Mind Games
THE NATURE OF SPACE AND TIME
By Stephen Hawking and Roger Penrose
Princeton University Press, 141 pp.
If there were such a thing as the World Professional Heavyweight-Theory Debating Society, this would be the title bout. It would be held at Caesar’s Palace. It would be available on pay-per-view.
Up for grabs? Bragging rights to the biggest theoretical explanation of them all, the explanation of absolutely everything — The Nature of Space and Time.
In this corner, his accomplishments all the more astonishing because of the severity of his infirmity . . . well known to the media and fans of quantum physics as the Isaac Newton of his day . . . Lucasian Professor of Mathematics at the University of Cambridge . . . Stephen Hawking.
And in this corner, a dangerous opponent . . . the author of The Emperor’s New Mind . . . a man whose ideas are subtly, subversively opposed to Hawking’s . . . Rouse Ball Professor of Mathematics at the University of Oxford . . . Roger Penrose.
There’s the bell, and the two contenders come out thinking.
General relativity, you folks at home will recall, describes the architecture of the universe on the grandest, cosmological scale. Quantum physics, meanwhile, explains things at the smallest, subatomic dimensions. But at the point of creation (the Big Bang) or at sidereal singularities (black holes), the impossibly big becomes the impossibly small, and one or other set of equations breaks down into gibberish. They can’t both be right.

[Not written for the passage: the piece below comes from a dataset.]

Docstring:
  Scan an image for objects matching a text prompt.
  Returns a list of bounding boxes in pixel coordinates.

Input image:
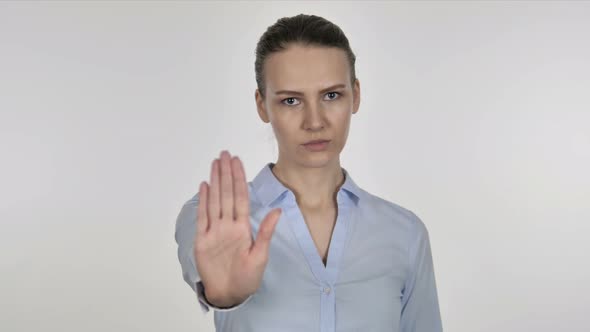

At issue here is whether and in what regard quantum physics and general relativity can be reconciled in a grand unified theory. In alternating chapters, this slim volume reproduces a series of lectures sponsored by the Isaac Newton Institute – three by Hawking, three by Penrose – culminating in a final Q&A. Dust off your calculus. You’re going to need it.
Round One: Hawking sets the pace with his account of “Classical Theory.”
“Define I+(p) to be the set of all points of the spacetime M that can be reached from p by future-directed timelike curves . . . There are similar definitions in which plus is replaced by minus and future by past. I shall regard such definitions as self-evident.” Me too.
Round Two: Penrose responds with the concept of cosmic censorship, which seems to imply that what one cannot observe cannot happen, although he takes pains to insist that his inability to prove this principle is not – as Hawking perversely suggests – evidence of its veracity. So there.
Round Three: Hawking speculates that if there can be macroscopic black holes – points in space with the gravitational pull of collapsed stars – there might be microscopic black holes, sucking in matter then disappearing. “Maybe,” he ponders, “that is where all those odd socks went.”
Round Four: In a reworking of Schrödinger’s famous thought experiment, Penrose spends an entire chapter metaphorically killing and unkilling a cat.
Round Five: Hawking’s handling of the equations shows that we live in “an isotropic and homogenous expanding universe with small perturbations.” At this point, I felt a splitting headache coming on and had to lie down for a nap.
I didn’t wake up until well into Chapter Six, only to learn that “projective twistor space can be co-ordinatized by the ratios of four complex numbers.” “This,” Penrose concedes, “is usually where people start to get confused.”
Officially confused, I went out into the back yard and looked up at the night sky. It really is beautiful. And which of them is right, Hawking or Penrose? Beats me. That’s a secret known only to the inner circle of the mathematical cognoscenti, and even they are divided. What good is an explanation almost no one can understand?